Well finally, here we are, the morning that we are about to leave on our great adventure. Karen and I are packed, camera gear is packed (the most important) and even Sir Winston has his little overnight bag pack (red and green checkers). So Sir Winston is off on a home stay with a lovely family who are taking him on a farm stay for the weekend.

Karen and I will take our bags to the airport and get them wrapped then chill for the rest of the day.

See ya soon

What do you mean”I am not going to Africa?’

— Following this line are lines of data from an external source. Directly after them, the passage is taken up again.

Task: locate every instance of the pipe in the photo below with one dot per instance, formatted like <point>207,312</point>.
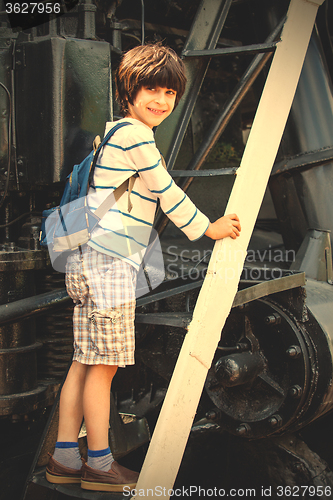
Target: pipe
<point>31,306</point>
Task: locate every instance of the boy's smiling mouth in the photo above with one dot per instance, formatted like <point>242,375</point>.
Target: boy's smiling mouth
<point>157,111</point>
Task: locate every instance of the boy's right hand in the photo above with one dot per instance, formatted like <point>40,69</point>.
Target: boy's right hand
<point>228,225</point>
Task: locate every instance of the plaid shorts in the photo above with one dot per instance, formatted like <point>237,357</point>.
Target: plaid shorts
<point>103,290</point>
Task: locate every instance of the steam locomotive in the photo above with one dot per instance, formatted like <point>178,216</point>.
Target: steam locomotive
<point>269,391</point>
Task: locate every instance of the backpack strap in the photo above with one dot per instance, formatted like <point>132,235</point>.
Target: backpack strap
<point>97,144</point>
<point>115,195</point>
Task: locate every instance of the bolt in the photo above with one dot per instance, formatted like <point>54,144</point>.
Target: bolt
<point>211,415</point>
<point>273,319</point>
<point>243,429</point>
<point>295,391</point>
<point>275,421</point>
<point>294,351</point>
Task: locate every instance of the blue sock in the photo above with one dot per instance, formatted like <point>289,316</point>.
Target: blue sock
<point>100,459</point>
<point>68,454</point>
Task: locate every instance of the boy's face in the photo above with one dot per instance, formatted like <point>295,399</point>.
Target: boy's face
<point>152,105</point>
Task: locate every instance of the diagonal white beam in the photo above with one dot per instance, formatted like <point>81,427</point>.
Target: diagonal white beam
<point>220,286</point>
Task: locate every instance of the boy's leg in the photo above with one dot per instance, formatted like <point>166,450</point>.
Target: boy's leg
<point>71,406</point>
<point>65,464</point>
<point>96,404</point>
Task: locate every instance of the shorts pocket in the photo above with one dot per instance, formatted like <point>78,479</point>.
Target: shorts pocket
<point>76,283</point>
<point>108,336</point>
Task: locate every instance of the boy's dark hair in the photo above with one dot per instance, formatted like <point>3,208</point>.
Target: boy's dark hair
<point>148,65</point>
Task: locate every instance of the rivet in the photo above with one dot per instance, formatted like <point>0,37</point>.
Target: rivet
<point>273,319</point>
<point>294,351</point>
<point>295,391</point>
<point>275,421</point>
<point>243,429</point>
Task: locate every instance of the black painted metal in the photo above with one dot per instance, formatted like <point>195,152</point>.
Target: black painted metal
<point>32,306</point>
<point>229,51</point>
<point>301,186</point>
<point>74,97</point>
<point>204,34</point>
<point>222,120</point>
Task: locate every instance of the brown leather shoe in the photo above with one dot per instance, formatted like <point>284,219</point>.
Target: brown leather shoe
<point>59,474</point>
<point>114,480</point>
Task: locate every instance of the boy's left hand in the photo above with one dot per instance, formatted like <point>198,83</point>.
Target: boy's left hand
<point>228,225</point>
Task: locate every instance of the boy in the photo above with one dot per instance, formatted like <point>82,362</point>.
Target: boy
<point>101,278</point>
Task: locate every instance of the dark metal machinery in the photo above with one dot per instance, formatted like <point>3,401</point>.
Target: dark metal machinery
<point>269,391</point>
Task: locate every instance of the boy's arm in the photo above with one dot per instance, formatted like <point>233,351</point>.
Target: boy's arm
<point>174,202</point>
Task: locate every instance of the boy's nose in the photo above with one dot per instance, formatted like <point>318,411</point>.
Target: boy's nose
<point>160,97</point>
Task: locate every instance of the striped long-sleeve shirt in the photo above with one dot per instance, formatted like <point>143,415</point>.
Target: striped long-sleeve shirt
<point>132,151</point>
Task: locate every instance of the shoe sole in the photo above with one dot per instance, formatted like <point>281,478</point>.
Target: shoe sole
<point>90,485</point>
<point>61,479</point>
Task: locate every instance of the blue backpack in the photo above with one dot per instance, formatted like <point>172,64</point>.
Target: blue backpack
<point>69,225</point>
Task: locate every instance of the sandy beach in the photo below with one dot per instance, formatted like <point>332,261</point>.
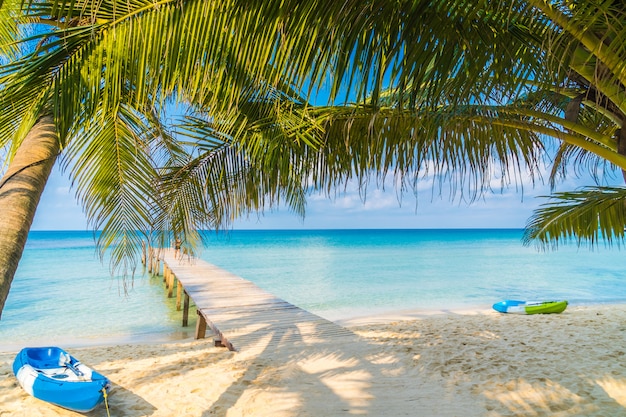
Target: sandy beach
<point>472,364</point>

Day 1 – Sunday 28 May: Johannesburg

We arrive at 5:00am to a cold Johannesburg. Our J’Burg guide, William, was there to meet us, and off we went to check into our accommodation, the quaint Sleep Eezy Cottages  What a charming little B & B in the suburbs, very close to OR Tambo International Airport! Our lovely hosts, Moira and Lawrence, made us feel very welcome, even turning the heaters on in the rooms beforehand to make them warm and cosy. Moira and Lawrence put on a wonderful breakfast, after which we set off again with William on our day tour.

Breakfast at “Sleep Eezy Cottages”

First stop was the Sterkfontein Caves. These caves form part of the Cradle of Humankind World Heritage Site, and are world famous for their fossil finds. They are also home to hominid fossils, “Mrs Ples” and “Little Foot”, the latter being an almost complete Australopithecus skeleton dating back more than 3-million years. We navigated the 200 steps to descend down into the caves where we were rewarded with views of complex formations, fossils and an underground lake. It was a great experience!

Known as Elephant rock or Map of Africa.

Next stop was the Maropeng Visitor’s Centre (in the same site as the Sterkfontein Caves). Maropeng means ‘returning to the place of our ancestors’, and the Visitor’s Centre is designed to resemble a burial mound. The extensive modern exhibition takes an interactive approach to the history of life as we know it from the big bang to the evolution of humankind, the discovery of fire and the spread of people across continents. Our visit started with a fun boat ride through the ages before we entered the museum proper where we saw educational displays complemented by examples of the kinds of fossils and tools which have been found in the Cradle of Humankind.
Next stop was a late lunch at the Lion and Safari Park in Kalkheuvel. Very pleasant having a light lunch and beverage overlooking the giraffe enclosure. A couple of giraffes even stopped by and graced us with their presence!

Karen & Giraffe (Karen is the short one)
Di & Giraffe

Then on to our last stop for the day, the Lesedi Cultural Village, situated within the Cradle of Humankind site. We looked through the locals’ marketplace there and bought a few handmade crafts. We were then treated to a dance display, and lastly a fascinating insight into the cultures and traditions of the people of Africa, visiting five traditional homesteads inhabited by Zulu, Xhosa, Pedi, Basotho and Ndebele tribes who live according to tribal folklore and the traditions of their ancestors. It was most interesting. Norman ate a dried Mopani Worm (didn’t get the thumbs up)! After all this, we enjoyed some traditional African fare for dinner in their Nyama Choma restaurant. The buffet included such exotic dishes as crocodile, kudu, and staple sides including pap, creamed spinach and pumpkin.

The Girls shopping for beach wear

HUGE day … we were constantly on the go since our arrival in J’Burg at 5:00am! Back to Sleep Eezy, and in bed at 10:30pm.